Mr. Berryman occasionally annotates the separate numbers (there are 14 in total) with readings of passages from Mr. Jackson’s book of oral history, “Wake Up Dead Man: Hard Labor and Southern Blues.” As in Mr. Berryman’s introduction to the show, none of these descriptions is politically or emotionally shaded. They’re neutral, so as not to block our view of the main event here.

That’s the music, of course, and the recorded spoken-word toasts. Performed a cappella, the songs spin tales of mythologically mean prison guards, and loves and lives lost, and the backbreaking purgatory of unendingly repetitive physical tasks.

The actors do not try to re-create the wood-hacking and hoeing that was the daily lot of the men they are channeling. Mostly, they are uncommonly still, conflating the acts of singing and listening. Gestures and movements are severely rationed, so that each one reads incisively.

Only once does Mr. Berryman fully cut loose, to deliver a parody of an evangelical spiel, which releases him from the aural backdrop of the record and has him sprinting into the audience as an animated cartoon of a money-collecting preacher. Entitled “Daniel in the Lion’s Den,” it is the penultimate piece in the show.
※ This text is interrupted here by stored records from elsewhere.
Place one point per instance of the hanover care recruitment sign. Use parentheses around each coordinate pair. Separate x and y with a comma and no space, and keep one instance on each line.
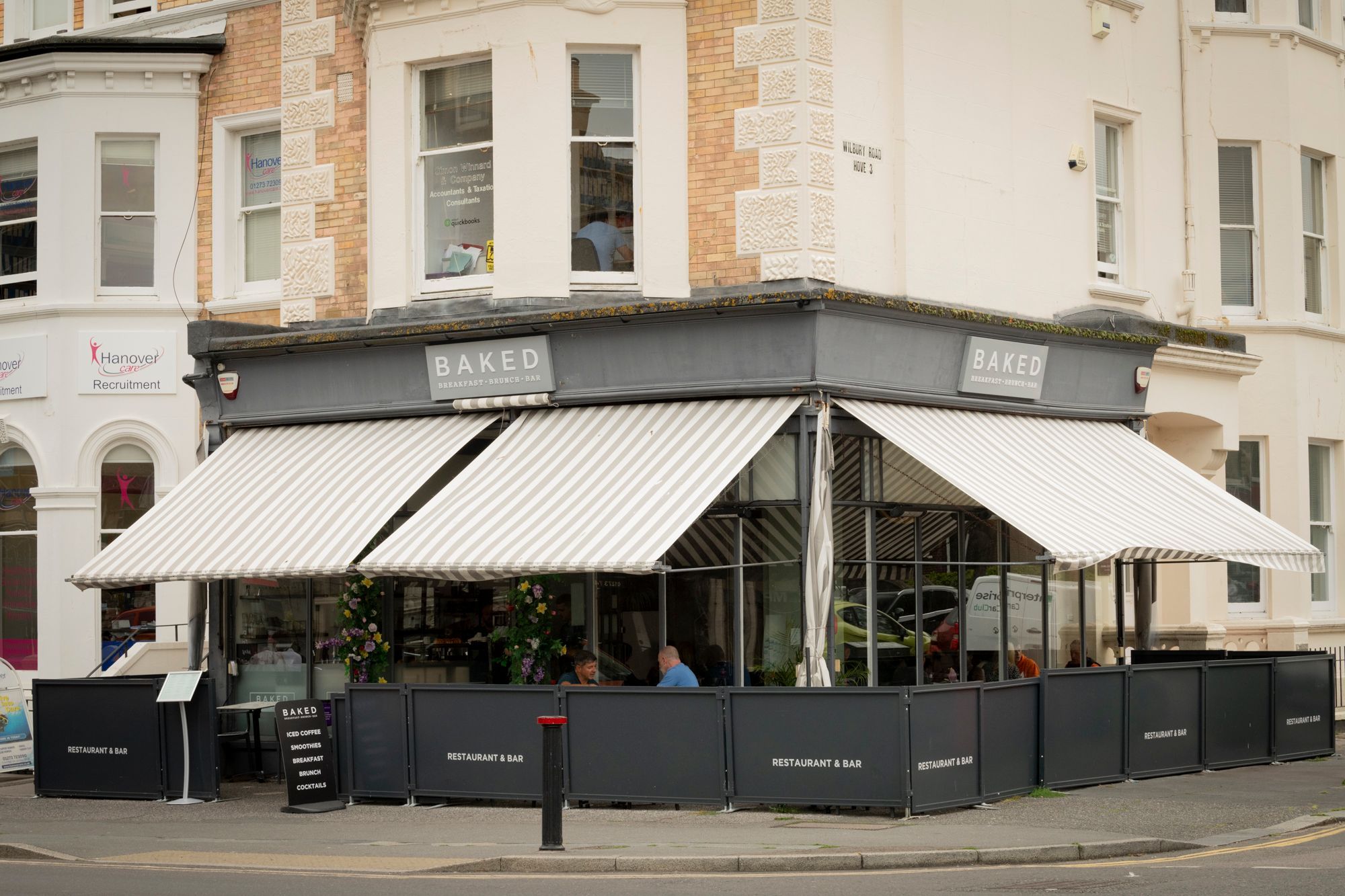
(15,729)
(24,368)
(306,756)
(516,366)
(116,362)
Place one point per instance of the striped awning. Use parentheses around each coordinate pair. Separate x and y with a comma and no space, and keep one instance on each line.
(1086,490)
(602,489)
(283,502)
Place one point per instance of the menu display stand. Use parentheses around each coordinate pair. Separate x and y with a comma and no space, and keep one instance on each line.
(306,758)
(180,689)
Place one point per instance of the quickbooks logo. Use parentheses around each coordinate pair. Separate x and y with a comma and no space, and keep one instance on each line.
(111,364)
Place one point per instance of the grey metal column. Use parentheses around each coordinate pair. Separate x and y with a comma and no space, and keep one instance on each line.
(871,595)
(1004,599)
(919,619)
(739,635)
(197,604)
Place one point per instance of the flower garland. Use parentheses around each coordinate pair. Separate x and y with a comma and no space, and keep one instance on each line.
(361,645)
(531,638)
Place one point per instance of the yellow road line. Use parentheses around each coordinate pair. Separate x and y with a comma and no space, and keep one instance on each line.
(1225,850)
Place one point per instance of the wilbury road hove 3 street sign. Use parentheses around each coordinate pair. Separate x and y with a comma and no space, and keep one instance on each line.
(999,368)
(496,368)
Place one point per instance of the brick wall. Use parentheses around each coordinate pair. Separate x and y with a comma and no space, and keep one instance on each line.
(345,146)
(247,77)
(244,79)
(715,170)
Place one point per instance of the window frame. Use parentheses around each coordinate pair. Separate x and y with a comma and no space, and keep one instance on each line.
(1254,228)
(1328,606)
(1324,261)
(229,286)
(633,278)
(1247,15)
(1260,607)
(427,288)
(103,139)
(1118,202)
(34,278)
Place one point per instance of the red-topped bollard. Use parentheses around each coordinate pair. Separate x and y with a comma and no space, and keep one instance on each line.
(552,783)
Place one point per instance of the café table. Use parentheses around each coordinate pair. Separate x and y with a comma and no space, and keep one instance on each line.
(254,732)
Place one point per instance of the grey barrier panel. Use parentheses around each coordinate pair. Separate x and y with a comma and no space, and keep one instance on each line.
(202,740)
(98,737)
(1238,713)
(341,744)
(946,756)
(1167,723)
(1305,706)
(497,760)
(644,744)
(377,741)
(1085,725)
(825,745)
(1011,716)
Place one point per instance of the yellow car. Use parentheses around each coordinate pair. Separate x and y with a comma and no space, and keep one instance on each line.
(853,627)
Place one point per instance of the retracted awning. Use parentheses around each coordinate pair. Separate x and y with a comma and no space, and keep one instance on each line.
(1086,490)
(603,489)
(283,502)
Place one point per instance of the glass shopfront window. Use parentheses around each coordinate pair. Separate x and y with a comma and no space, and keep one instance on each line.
(127,493)
(271,639)
(18,560)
For the final number, the work song “Forty-Four Hammers,” Mr. Berryman falls silent to become the quintessential listener again. He takes a chair and watches old grainy film showing an unbroken line of chain-gang members chopping wood in unison. (Robert Wuss is the video designer.)

That found footage is projected against images, on a sleek monitor, of Mr. Berryman’s apartment in Harlem, where his vinyl record collection fills shelves. His home could be said to have always been the setting for this show — or rather any place where you feel safe developing an intense and intimate relationship with the art of others.